The conceptual imagery for the setting in A Lull in the Sea is really quite astonishing when the first episode starts. In the story there are more or less two worlds. One is the surface, which is mostly similar to many towns that exist near the ocean. It’s a decently animated town, but the other “world” is underneath the ocean. It has common attributes to the surface, but fish fly by like birds and people can take off and swim to wherever they need to go instead walking. This concept mimics the fish, and it’s intentional because the people who live under the sea have a power unique to them which allows the ability to breathe freely underwater, a gift that the people on the surface are not granted. The animation and direction help with the visuals as well. The daylight has an overwhelmingly fresh, clean feel (perhaps the true fantasy element in contrast to the amount of trash found in the real world’s ocean) but at night even the slightest presence of light becomes luminous and firefly-like. If the design for a fantasy setting was the only criteria for a successful show, then A Lull in the Sea would certainly excel, but to make a good anime it’s going to take more than just pretty backgrounds. The landscape is beautiful, and the writing is decent, but the overload of emotion starts to render things dull by the end.

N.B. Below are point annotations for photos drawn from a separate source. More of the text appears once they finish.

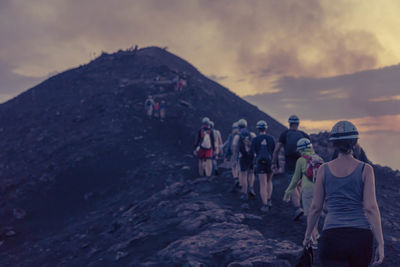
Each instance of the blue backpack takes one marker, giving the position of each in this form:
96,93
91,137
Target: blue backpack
264,156
244,143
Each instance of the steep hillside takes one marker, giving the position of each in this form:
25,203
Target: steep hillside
79,142
88,180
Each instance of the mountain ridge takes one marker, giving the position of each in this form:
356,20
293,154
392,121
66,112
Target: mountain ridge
87,179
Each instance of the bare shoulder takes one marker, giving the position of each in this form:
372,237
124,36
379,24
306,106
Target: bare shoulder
368,168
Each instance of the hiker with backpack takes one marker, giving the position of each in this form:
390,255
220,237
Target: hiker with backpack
156,112
262,147
305,172
205,147
228,154
149,106
288,140
162,110
347,185
218,147
241,147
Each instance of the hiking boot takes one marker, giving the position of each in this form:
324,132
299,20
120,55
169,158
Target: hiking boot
237,184
251,192
244,197
314,245
299,212
265,208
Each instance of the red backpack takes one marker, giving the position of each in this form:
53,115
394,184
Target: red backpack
313,163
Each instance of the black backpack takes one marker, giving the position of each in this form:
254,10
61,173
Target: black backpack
244,142
291,143
264,156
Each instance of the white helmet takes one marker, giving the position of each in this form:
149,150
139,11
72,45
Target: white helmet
261,125
303,143
294,119
343,130
242,123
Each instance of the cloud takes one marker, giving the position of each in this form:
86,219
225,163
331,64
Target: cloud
217,78
385,98
12,83
365,125
257,41
345,96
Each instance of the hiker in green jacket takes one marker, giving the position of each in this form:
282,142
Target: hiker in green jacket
305,173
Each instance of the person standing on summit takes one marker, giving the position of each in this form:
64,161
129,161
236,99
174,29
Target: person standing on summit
288,140
204,147
218,147
149,106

The story centers on a bunch of school kids and their “complex” relationships that constantly straddle the line between friendship and romantic love. There are four kids that come from the ocean and they have to integrate with the students on the surface because they must now attend a school on land.

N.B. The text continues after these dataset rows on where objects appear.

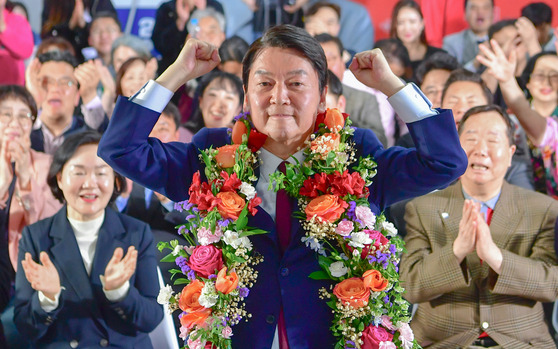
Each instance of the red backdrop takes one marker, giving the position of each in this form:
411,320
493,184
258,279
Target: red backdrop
443,17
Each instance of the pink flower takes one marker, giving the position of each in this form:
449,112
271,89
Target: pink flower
386,322
226,332
372,336
406,336
365,215
387,345
344,228
207,237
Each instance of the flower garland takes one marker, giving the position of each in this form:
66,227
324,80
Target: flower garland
357,250
218,265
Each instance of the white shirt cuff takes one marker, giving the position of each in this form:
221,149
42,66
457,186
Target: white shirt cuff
48,304
118,294
411,104
153,96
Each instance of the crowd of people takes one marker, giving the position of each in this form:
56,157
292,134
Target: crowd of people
472,190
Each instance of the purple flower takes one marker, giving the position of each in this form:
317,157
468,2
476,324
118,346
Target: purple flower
243,292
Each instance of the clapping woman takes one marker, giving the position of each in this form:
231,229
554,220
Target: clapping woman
87,276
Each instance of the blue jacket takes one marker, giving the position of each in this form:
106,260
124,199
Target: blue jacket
168,169
84,315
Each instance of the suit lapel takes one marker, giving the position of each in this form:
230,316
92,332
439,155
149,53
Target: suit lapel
67,258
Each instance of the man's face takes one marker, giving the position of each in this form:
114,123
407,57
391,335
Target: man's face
323,21
165,129
462,96
283,95
433,85
479,14
334,59
485,141
102,34
210,31
59,89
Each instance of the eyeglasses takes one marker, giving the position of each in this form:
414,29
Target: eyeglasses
63,83
552,78
24,119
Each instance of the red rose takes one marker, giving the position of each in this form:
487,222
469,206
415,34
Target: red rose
205,260
232,183
315,186
372,336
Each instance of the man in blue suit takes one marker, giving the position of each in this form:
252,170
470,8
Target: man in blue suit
285,77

This setup of the people from the ocean learning to live together with the people on land could have been an opportunity for direct metaphors of segregation, but I’ll let it slide, as this is not a show that had intention to dwell in politics. However, this means that it must deliver in the emotional department, because in the end, A lull in the Sea is really all about love.
For the first half of the show, things are quite solid. The kids interact with each other in very simple ways, with minute things influencing their relationships. In the first episode the ocean dwelling girl Manaka ends up having her knee turned into a fish, and her embarrassment lays out her relationships with the characters depending on how she lets them interact with this knowledge. There are two boys whom she feels comfortable sharing this situation with, and it becomes obvious right away that a romantic plot is brewing. In the beginning, it’s handled well and doesn’t go too far with pushing the emotions as it culminates into a climax for the show’s first arc.

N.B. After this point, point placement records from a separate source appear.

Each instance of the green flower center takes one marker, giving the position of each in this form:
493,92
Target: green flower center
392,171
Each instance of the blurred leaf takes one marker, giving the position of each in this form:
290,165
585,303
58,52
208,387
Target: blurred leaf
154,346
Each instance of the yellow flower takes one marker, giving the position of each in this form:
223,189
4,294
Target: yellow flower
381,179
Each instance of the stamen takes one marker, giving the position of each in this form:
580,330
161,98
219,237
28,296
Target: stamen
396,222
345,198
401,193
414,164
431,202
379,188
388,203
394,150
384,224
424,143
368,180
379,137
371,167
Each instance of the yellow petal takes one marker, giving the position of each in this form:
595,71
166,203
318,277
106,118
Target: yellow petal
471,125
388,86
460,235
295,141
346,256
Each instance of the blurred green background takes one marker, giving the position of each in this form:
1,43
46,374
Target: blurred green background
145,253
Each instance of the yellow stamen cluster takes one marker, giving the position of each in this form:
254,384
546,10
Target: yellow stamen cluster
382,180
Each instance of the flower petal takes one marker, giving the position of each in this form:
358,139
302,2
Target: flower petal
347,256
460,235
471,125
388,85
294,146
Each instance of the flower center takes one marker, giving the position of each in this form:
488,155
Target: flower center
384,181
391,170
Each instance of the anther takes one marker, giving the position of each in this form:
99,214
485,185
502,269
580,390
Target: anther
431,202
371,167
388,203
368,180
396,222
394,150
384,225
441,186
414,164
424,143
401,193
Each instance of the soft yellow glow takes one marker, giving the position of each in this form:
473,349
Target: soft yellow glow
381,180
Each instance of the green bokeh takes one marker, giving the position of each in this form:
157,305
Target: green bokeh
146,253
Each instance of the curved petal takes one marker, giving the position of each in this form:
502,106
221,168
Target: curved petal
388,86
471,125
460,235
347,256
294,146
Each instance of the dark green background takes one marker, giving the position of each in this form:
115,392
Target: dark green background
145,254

Then the second half of the show starts. It is certainly not terrible, and in particular the focus on Miuna as one of the new main characters is well-done considering her level-headed qualities and determination. However, the melodrama meter is pushed up much higher at this point. The new opening for the show is a warning, as it consists of the characters faintly smiling or frowning as wind blows through their hair and they stare off into the distance. Mari Okada is the writer behind this, so the tears can be expected, but she has done much better, less overt work than this. Towards the later parts of the series, the characters are more upfront about their emotions, but any subtlety that existed is lost. We get scenes where someone will admit their love for another character, but then that character happens to be there too and they just didn’t realize it. Now they know their friend was secretly in love with them. They go chasing into the sunset. Cue the dramatic music and crying.
With all that being said, it should still be remembered that even at its weakest points A Lull in the Sea is still enjoyable to watch. It starts to feel like a fantasy soap opera for a few moments, and while it makes it a little harder to take the characters seriously, they have become endearing enough that the viewer will probably have a decent time if they stay for the rather gentle ride through a beautiful world of sprightly fish, ocean gods, and progressively angst-ridden teenagers.